Two New Estonian Novels Consider Two Very Different Outcomes of a War with Russia



Paul Goble

            Staunton, January 5 – In many countries around the world, those who want to talk about what the future may be like are turning to fiction to do so; and Estonian writers are no exception. Yesterday, Tallinn’s Postimees newspaper carried a review of two new novels by Leo Kunnas which offer two very different visions of what a war between Russia and Estonia would lead to.

            The two novels, “David” and “Goliath,” are both devoted to what Kunnas describes as “an upcoming war” in 2023 between Russia and the West, with the former postulating a victory by the West and the latter a defeat (kultuur.postimees.ee/3967951/leo-kunnas-kirjutas-raamatu-tulevikusojast-venemaaga?_ga and regnum.ru/news/cultura/2224353.html).

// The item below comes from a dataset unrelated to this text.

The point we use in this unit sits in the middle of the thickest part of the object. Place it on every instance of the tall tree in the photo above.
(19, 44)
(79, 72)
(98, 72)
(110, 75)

            In both, war begins at 8:51 am on September 23, 2023, when Russia launches a major attack on the Baltic countries, Scandinavia and Eastern Europe.  And in both, this war is presented as “the only chance” an aging Vladimir Putin has to remain in power by whipping up patriotic sentiment by seeking to absorb new territories.

            But then the two books diverge. In “David,” Kunnas suggests that Russia begins the war because it is weak and the West is strong; and as a result, the war “ends just as suddenly as it began,” with Russian forces stopped on the eastern edge of Estonia and driven back almost everywhere else.

            In “Goliath,” on the other hand, Putin launches the war because Russia is strong and the West is weak. NATO is divided, it fails to pick up the allies it might have in a strong position, and as a result, Russia wins and Estonia is transformed into the Grand Duchy of Estonia, whose “tsar” is Vladimir Putin.

            According to the author, Postimees reports,  the scenario presented in “David” is “more fantastic” than the one offered in “Goliath.”  But it is clear that he has written these two novels as a warning and in the hopes that they will change attitudes about the need for the development of defense against Russia in the near future.

            Born in 1967, Kunnas was sentenced to a Soviet prison at the age of 16, an experience that became the subject of his first novel in 1990, The World of the Eternal Light. After Estonia regained its independence, he served in the Estonian Defense Forces rising to lieutenant colonel before resigning in 2007 and devoting himself full time to fiction and commentaries.

            In his writings, Kunnas has called for expanding Estonia’s reserve forces so that the country will be able to defend itself in a credible fashion before NATO forces arrive under the terms of Article 5 and insisted that Estonians recognize that Russia and no one else is the country’s chief enemy, something that isn’t ever going to change.